都会のネズミと田舎のネズミ

時事ネタを拾いながら、笑いの方向へと導きます。3打数1安打を目指しています。

マンモスの抜け殻

ミステリーの世界は、時代と共に驚くほどの変貌を遂げています。

背景にあるのは、捜査方法の進化です。

DNA鑑定もそうだし、スマホの履歴に位置情報、監視カメラに加えてNシステムがあったりで、こうした文明の利器に精通していないと、説得力のある作品が描けないようになってきました。ある程度の理科系知識が必要であると。

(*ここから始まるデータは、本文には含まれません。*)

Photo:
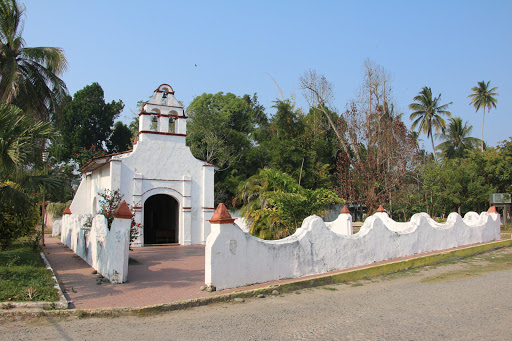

トリックにしても、昔のような安易な仕掛けは通用しません。

だからでしょうか。20年以上も前の事件を掘り起こすパターンが増えています。死刑にあたる罪について、時効が撤廃されたこともありますが、それによって冤罪に言及することもあり、材料には事欠かないようです。

 

本日のオススメ本は『マンモスの抜け殻』(相場英雄著・文藝春秋)です。

高齢化が進んだ新宿の高層団地が舞台とされていて、子供の声がほとんどしないそこは、都心の限界集落となっていました。

人手不足に喘ぐ介護ビジネスへロボット技術を導入すれば、新境地が拓けると読んだ美人投資家と施設で汗まみれになって働く男、担当する刑事の幼馴染み三人が、殺人事件に巻き込まれていきます。

コロナ禍を反映させた状況設定は新鮮ですが、今ひとつスピード感に欠けているのは否めませんでした。

86点です。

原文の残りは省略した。